Master Builder’s Regional Manager Will Wilson comments on the position of the construction industry given the social distancing and recent shutdowns of industries across Australia to limit the transmission of Covid-19.

“It is encouraging that construction continues to be recognised as an essential service under the current Federal Government shutdowns, which means that we can, and are continuing to work,” Mr Wilson said.

“While so many other vital industries have been shut down, the nature of what we do, both in our workplace and as a significant driver of the economy, means that we must continue to work and contribute to our struggling local economy.

“The industry is working together to implement drastic changes to respect the physical distancing and hygiene requirements and while this is impacting on productivity and the speed at which we can deliver, we are able to continue operations onsite.

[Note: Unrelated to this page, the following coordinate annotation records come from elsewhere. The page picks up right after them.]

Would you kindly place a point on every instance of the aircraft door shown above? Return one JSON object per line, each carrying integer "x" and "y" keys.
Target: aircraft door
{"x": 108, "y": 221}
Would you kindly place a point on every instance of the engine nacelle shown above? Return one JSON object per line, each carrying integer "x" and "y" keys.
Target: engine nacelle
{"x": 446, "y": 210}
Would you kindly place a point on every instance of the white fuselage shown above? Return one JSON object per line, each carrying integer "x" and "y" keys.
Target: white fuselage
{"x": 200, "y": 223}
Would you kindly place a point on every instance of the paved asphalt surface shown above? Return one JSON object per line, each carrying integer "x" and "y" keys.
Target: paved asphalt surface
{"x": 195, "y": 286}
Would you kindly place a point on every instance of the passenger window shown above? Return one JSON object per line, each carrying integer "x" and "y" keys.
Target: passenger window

“We have reached out to Council to relax the current time restrictions on construction work so that we can continue to keep as many people working as possible, while adhering to the physical distancing requirements.

“While I understand that extending working times might impact on those in the areas surrounding construction sites, it also allows us to maximise the impact of physical distancing measures by reducing the number or workers on site at any one time. I urge the community to consider the contribution that those who are still working are making to the local economy.

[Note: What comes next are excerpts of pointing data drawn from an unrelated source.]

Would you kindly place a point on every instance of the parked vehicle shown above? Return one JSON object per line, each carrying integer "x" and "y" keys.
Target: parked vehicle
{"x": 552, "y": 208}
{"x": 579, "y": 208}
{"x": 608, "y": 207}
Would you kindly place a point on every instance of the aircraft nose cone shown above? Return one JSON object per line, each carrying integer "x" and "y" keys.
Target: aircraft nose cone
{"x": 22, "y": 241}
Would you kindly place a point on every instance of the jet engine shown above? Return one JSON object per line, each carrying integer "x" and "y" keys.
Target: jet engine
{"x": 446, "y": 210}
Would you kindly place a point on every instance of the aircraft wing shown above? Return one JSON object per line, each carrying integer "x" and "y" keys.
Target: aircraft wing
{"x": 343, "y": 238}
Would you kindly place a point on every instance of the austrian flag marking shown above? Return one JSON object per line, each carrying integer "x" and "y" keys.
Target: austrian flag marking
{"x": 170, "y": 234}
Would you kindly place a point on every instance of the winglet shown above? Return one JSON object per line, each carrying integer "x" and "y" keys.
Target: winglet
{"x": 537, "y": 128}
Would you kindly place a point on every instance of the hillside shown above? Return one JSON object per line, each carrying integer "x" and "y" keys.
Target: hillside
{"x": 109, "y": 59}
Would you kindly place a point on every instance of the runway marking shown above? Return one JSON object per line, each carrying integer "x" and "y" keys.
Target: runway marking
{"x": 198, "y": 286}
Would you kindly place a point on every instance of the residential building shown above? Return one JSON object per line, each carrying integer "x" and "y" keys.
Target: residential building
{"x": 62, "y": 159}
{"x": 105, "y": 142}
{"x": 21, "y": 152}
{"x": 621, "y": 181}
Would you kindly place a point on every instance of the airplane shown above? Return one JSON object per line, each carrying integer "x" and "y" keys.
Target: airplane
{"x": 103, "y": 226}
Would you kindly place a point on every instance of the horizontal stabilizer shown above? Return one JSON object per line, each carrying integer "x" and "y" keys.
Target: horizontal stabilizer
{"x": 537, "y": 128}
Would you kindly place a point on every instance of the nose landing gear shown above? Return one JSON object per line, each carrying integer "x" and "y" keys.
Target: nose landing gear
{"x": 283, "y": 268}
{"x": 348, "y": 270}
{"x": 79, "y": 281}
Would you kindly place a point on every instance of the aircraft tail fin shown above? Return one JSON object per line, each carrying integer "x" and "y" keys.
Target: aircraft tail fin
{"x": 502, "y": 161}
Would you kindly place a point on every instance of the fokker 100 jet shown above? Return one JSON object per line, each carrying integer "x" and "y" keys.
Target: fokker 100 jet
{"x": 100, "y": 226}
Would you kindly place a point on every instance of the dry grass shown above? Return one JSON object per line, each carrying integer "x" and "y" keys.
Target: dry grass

“This is not just their ability to earn their own pay cheques, but these are also the people who keep the café that has managed to downscale and provide takeaways operating in these tough times.

“If we can extend working hours to compensate for the extra time taken to adhere to physical distancing — such as limiting the people who can access construction lifts, staggering break times and additional hygiene measures — we can ensure people keep their jobs and do not add to the current drain on our welfare system, which is going to be vastly overwhelmed with the current restrictions.

“These workers will be doing their small part to keep a sector of our economy slowly ticking along so that when we get to the other end of this crisis, it does not take as long to get it up and running again.

“Construction workers are not doctors and nurses or emergency service workers, but they have been nominated as Essential Service workers.

“Please be happy when you see or hear an operational building site. Yes, construction workers are the lucky ones who can still work, however we’ll all benefit in the long run if they can continue to work as much as possible in these uncertain times.”